Proactive protection measures do more than help an organization comply with legislations: privacy is good for business. Those that build privacy into their product and services reap the benefits: it’s no accident that the first thing the owner of a new Apple iPad sees is a clear statement about privacy and data collection practices. Other big players who pay careful attention to their privacy practices include Telus, the Canadian national telecommunications company, and entertainment software giant Ubisoft. If your business has started with privacy and wants a scorecard to reflect its strengths and areas for improvement, or you want solid evidence to back up that you have the best privacy practices, a PIA delivers.
Whether you’re developing a new product or want an overhaul of daily organizational practices, investing in a Privacy Impact Assessment demonstrates commitment to better privacy in your organization.
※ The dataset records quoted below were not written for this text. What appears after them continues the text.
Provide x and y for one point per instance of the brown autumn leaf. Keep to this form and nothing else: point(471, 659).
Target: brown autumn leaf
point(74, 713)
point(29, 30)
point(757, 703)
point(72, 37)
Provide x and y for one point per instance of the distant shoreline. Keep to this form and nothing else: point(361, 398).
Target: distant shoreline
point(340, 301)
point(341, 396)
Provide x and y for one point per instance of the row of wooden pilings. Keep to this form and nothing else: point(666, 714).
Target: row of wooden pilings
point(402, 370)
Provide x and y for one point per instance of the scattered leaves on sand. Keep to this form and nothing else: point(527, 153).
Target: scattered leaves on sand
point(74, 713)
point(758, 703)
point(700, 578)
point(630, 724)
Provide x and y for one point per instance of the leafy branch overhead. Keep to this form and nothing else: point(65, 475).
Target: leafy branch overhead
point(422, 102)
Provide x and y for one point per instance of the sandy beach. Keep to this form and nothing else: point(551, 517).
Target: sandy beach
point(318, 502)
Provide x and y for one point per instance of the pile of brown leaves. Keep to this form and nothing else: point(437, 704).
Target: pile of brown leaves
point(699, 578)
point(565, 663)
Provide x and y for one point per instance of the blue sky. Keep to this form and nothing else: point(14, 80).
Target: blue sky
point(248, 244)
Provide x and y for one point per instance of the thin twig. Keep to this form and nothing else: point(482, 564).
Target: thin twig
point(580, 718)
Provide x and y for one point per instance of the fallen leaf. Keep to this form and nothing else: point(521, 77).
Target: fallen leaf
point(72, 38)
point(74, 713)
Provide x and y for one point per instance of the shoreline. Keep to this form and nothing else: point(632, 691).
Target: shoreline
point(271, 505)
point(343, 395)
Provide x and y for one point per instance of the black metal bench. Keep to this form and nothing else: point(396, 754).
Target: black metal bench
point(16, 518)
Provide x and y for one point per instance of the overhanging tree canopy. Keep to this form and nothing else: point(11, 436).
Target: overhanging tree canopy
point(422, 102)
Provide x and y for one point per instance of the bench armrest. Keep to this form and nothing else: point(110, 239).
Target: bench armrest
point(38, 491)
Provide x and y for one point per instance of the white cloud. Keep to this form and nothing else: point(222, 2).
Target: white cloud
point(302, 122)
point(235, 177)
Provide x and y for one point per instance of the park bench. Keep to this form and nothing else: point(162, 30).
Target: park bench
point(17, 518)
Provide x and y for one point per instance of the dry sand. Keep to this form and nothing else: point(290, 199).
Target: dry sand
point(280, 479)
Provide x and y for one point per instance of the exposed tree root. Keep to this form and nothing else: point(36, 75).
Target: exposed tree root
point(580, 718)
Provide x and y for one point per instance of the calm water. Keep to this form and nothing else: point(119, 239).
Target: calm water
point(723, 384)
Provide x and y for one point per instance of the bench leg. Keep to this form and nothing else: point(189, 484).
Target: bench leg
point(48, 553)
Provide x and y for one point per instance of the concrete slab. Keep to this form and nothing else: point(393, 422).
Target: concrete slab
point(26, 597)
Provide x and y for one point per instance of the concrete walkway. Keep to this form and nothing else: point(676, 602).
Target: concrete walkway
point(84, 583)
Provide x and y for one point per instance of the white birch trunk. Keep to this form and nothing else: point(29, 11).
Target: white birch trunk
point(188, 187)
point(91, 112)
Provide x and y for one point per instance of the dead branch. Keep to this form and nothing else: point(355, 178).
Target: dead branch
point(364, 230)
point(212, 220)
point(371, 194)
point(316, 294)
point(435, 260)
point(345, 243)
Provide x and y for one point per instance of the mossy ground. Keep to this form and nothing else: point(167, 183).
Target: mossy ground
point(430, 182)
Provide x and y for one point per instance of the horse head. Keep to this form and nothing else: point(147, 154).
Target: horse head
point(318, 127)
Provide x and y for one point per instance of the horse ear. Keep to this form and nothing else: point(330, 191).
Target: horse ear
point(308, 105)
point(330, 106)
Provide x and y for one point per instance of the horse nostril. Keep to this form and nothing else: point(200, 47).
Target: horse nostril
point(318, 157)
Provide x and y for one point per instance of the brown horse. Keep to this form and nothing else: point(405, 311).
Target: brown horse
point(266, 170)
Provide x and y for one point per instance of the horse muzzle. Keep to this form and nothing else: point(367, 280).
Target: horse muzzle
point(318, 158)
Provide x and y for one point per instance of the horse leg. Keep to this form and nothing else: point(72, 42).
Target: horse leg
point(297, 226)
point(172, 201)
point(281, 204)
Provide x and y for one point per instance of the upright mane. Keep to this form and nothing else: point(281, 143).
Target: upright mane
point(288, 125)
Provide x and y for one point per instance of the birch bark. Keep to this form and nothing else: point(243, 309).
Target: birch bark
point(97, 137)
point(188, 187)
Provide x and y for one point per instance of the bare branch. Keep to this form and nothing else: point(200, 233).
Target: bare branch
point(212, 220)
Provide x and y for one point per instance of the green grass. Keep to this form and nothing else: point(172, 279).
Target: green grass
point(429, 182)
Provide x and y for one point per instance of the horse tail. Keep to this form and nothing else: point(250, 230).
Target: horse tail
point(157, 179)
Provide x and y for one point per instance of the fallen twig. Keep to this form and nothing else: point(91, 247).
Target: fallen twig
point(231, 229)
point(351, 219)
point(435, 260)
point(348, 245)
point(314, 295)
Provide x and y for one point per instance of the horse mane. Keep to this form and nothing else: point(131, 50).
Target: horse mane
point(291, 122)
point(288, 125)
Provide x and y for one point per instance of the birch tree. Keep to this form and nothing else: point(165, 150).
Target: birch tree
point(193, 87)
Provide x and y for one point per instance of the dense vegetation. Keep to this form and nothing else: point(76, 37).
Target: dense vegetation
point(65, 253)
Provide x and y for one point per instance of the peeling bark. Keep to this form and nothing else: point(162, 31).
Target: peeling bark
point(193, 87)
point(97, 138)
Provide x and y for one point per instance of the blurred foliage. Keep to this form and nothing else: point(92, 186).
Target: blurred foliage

Like a performance evaluation, it can identify strengths, weaknesses, and recommendations for improvement. As a document, your PIA can be summarized for interested investors, provide marketing points to showcase some of your practices, or given as a whole to regulatory bodies if questions crop up. While there’s no gold seal for the privacy of products (yet!), having a completed PIA on-hand is the industry’s closest equivalent, and likely to be required if future certifications become established. If your team is ready to show it takes privacy seriously, talk and plan for a PIA in the near future.